The removal of ultrasonic sensors from Tesla vehicles made the company an outlier when it comes to current trends around autonomous driving development, as it instead put its eggs into the basket of Tesla Vision—a proprietary computer vision system based on Nvidia’s CUDA platform, according to analysis from Makeuseof.com.
Where LiDAR and radar systems make use of light and radio waves to operate, Tesla Vision is a camera-based, machine-learning platform that continually trains itself on autonomous driving performance.

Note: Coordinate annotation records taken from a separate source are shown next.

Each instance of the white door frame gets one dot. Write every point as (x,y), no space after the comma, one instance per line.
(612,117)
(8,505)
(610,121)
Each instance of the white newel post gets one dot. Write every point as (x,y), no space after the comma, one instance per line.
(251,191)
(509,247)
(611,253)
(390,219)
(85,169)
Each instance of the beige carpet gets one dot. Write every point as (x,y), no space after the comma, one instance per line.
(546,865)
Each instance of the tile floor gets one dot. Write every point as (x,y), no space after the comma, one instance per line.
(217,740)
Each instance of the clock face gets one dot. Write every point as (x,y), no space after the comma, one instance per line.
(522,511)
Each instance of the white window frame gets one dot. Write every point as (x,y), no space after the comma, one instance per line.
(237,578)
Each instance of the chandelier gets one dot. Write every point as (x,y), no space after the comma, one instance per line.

A 2019 research paper from Cornell University showed that stereo cameras (a camera with two lenses acting in tandem to produce a single image, similar to that seen on a modern iPhone) could be capable of generating a 3-D map of nearly equivalent quality to that of a LiDAR system.
The biggest difference for Tesla, however, is the comparatively minuscule cost to equip a vehicle with a simple camera system and Tesla Vision integration, versus a LiDAR device that averages about US$7,500.
As just about any collision repair technician working today will tell you, more sensors rarely equates to a simpler repair, and it would appear that Tesla has taken that notion to heart.
Given the limited network of repair facilities certified to repair its vehicles, as compared to the relative ubiquity of legacy OEM procedures, keeping repairs as simple as possible may actually be the wisest move possible for Tesla as it continues to refine its first-party repair and insurance services.
Where do you stand on the debate between cameras and sensors? Does the efficacy of sensors outweigh their complexity? Or do you prefer a more simple camera system?